Fuji Electric Tellus Lite V-Simulator (Update A)

Fuji Electric Tellus Lite V-Simulator contains multiple buffer overflow vulnerabilities (CVE-2024-11799, CVE-2024-11800, CVE-2024-11801, CVE-2024-11802, CVE-2024-11803) in the simulator component that could crash the application when a user opens a malicious file. VS5Sim (V-Simulator Ver5) is vulnerable to these issues. V-Simulator Ver6 includes screening to prevent exploitation of the first three CVEs. Fuji Electric released TELLUS V4.0.22.0 in May 2025 with fixes for CVE-2024-11802 and CVE-2024-11803, replacing V-Simulator Ver5 with Ver6 in new packages.

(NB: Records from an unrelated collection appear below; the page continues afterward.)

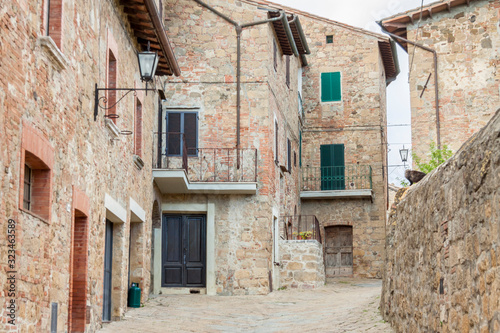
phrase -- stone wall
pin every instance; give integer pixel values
(301, 264)
(467, 42)
(206, 50)
(357, 121)
(443, 245)
(56, 99)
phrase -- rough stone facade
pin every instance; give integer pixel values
(443, 245)
(302, 264)
(467, 42)
(47, 103)
(206, 49)
(357, 121)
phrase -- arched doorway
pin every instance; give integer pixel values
(338, 251)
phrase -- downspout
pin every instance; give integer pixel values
(239, 28)
(436, 90)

VS5Sim is a simulator of V-SFT Ver5 packaged with TELLUS Lite. VS6Sim screens incoming data to prevent malicious files from exploiting CVE-2024-11799, CVE-2024-11800, and CVE-2024-11801. Fuji Electric has replaced V-SFT Ver5 with V-SFT Ver6 in new versions of TELLUS lite. In May 2025, Fuji Electric released TELLUS V4.0.22.0 which fixes CVE-2024-11802 and CVE-2024-11803 in V-Simulator Ver6. Consequently, V-Simulator Ver5 will be removed from the package and replaced with V-Simulator Ver6. Users are encouraged to download the latest version. CISA recommends users take defensive measures to minimize the risk of exploitation of these vulnerabilities. CISA reminds organizations to perform proper impact analysis and risk assessment prior to deploying defensive measures. CISA recommends users take the following measures to protect themselves from social engineering attacks: Do not click web links or open attachments in unsolicited email messages. Refer to Recognizing and Avoiding Email Scams for more information on avoiding email scams. Refer to Avoiding Social Engineering and Phishing Attacks for more information on social engineering attacks. CISA also provides a section for control systems security recommended practices on the ICS webpage on cisa.gov/ics. Several CISA products detailing cyber defense best practices are available for reading and download, including Improving Industrial Control Systems Cybersecurity with Defense-in-Depth Strategies. CISA encourages organizations to implement recommended cybersecurity strategies for proactive defense of ICS assets. Additional mitigation guidance and recommended practices are publicly available on the ICS webpage at cisa.gov/ics in the technical information paper, ICS-TIP-12-146-01B--Targeted Cyber Intrusion Detection and Mitigation Strategies. Organizations observing suspected malicious activity should follow established internal procedures and report findings to CISA for tracking and correlation against other incidents. No known public exploitation specifically targeting these vulnerabilities have been reported to CISA at this time. These vulnerabilities are not exploitable remotely.